Overheard: Embedded Analytics and Next Gen Data Warehousing
Why are we hearing about embedded analytics and what are we talking about?
What we’re often talking about is analytics that are embedded in applications or embedded in business processes or in the decision cycle of the company. Another way of looking at it is where analytics are embedded or executing in some kind of platform where analytics aren’t traditionally executed, such as in the database or in the data warehouse.
Why are we interested in embedded analytics?
A data warehouse is fundamentally a very specialized database, and a database traditionally is all about keeping tables and records and indexes to support queries and updates, but it is not a place where you do a lot of analytics and processing. But if you embed analytics in that database, it becomes a computing platform sort of like an application server where we use stored procedures and user-defined functions. Now there are new ways to embed analytics to execute on databases, data warehouses and new approaches like MapReduce and Hadoop. In the new world on the data warehouse side, embedded analytics is referring to an open framework that is different from the way we did stored procedures and user-defined functions on traditional proprietary platforms.
Why are we moving in that direction?
For one thing, the data warehouse is becoming the biggest, baddest repository pool of computing power, memory, I/O, bandwidth and storage in your company. It’s a powerful platform where more and more data will come to stay, hundreds of terabytes and petabytes that are hard or wasteful to slosh around between application platforms. Rather than move all that data, we can think about moving the applications to that. In that way the data warehouse is almost a gravitational force with satellite applications executing natively there. As the data sets get larger and as the applications get more demanding in terms of compute power, it just makes sense to move more of this logic to this new generation, big data warehouse.

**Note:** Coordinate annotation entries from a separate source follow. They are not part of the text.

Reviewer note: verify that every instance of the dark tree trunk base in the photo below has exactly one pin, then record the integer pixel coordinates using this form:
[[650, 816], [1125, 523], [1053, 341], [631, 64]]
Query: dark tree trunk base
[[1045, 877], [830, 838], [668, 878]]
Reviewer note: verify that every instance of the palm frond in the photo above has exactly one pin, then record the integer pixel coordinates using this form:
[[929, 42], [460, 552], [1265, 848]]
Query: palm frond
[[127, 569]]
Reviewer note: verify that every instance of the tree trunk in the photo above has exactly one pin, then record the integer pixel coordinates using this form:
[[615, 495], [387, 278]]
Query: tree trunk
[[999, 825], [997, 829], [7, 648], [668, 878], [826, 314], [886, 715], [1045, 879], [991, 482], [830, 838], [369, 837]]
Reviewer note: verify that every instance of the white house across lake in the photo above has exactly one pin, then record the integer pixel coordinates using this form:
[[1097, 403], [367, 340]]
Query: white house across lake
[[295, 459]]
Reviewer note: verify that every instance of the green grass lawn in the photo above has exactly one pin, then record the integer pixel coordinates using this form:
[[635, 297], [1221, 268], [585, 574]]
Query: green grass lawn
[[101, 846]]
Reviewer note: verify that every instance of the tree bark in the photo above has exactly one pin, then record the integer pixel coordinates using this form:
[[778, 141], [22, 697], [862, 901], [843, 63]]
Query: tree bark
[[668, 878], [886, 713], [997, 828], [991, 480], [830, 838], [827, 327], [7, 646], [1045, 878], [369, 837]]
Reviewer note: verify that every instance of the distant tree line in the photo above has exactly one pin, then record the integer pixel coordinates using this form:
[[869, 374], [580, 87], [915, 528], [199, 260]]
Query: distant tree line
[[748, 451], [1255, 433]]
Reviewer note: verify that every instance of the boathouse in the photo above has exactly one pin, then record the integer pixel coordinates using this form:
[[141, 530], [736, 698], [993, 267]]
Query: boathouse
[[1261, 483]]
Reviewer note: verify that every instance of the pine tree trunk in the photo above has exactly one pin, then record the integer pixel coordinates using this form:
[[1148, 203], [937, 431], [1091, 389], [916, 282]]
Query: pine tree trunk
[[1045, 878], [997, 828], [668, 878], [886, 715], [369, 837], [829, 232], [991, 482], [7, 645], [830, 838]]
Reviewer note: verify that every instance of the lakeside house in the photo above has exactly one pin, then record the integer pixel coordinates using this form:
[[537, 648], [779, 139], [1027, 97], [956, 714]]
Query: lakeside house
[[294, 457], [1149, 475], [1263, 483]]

We used to look at data warehouses as a place to put historical data that didn’t have the same currency as the operational data that’s closer to real time.
The data warehouse has evolved to be architected for real-time applications and a real-time ingesting query. Teradata and other vendors have gone deep in this direction. So we’re now seeing the data warehouse with both historic and real-time data and batch processes and low latency processes coexisting in a common computing and storage fabric called the data warehouse grid or cluster or cloud.
We’ve tried to move away from static, monolithic data sets to in-memory or on the fly processing, so where do the two meet?
Well, this is true. Because in-memory is much faster than disk, if you want true real-time apps end-to-end, you need a completely distributed in-memory caching environment and a heck of a lot of I/O bandwidth. The real-time fabric of modern life will require a push to all in-memory data architectures in data warehouses everywhere, but also into clients. As memory gets ever cheaper and we’re able to persist more info in solid state disk and flash on devices, users are going to want many things. One of those is the ability to bring a lot of information into their own device for exploration and visualizations and what-if analyses on the fly. They’ll eventually be able to work with multiple gigabytes and potentially terabytes of information right in their hands. At some point you’re going to want a complete personal data mart in your iPhone so you don’t need to do the round trip back to the data warehouse or server site data mart to grab all this information. We’ll see more in-memory BI architectures that are very mobile-oriented.
But will the monolithic or virtual data warehouse continue to grow?
The majority of data warehouses in the world now are between one and 10 terabytes total. As memory gets cheaper and you can begin to have terabyte scale memory on a handheld client, all that traditional information will fit in anyone’s pocket. And the data warehouse on the server side where the master records are kept will grow ever larger, into petabytes. The caches that you hold locally will be synchronized for your use, and your user device will personalize the displays, the calculations and the functions on the cache to meet your specific needs. And they’ll auto-synchronize with a server site according to [user access] policy. It will be real-time decisioning in the field without that round trip, and while there will be bandwidth constraints with wireless, you won’t sync all the data sets in a split second. But it will be more and more critical to have a deep and fairly current cache of the latest
information in your hands.
So a lot of data will persist on the server side and users will access decision-making information like a sponge?
Exactly. It will be important to manage the transmission and the storage requirements on the client side to control the replication and synchronization. But the bottom line is that the user doesn’t have to incur that latency on the run, they can query massive marts and put them in their pocket at memory speed to support the transactions and decisions they are making now. Real time will enable ever more agile and data-rich exploration and calculation in the field for everybody.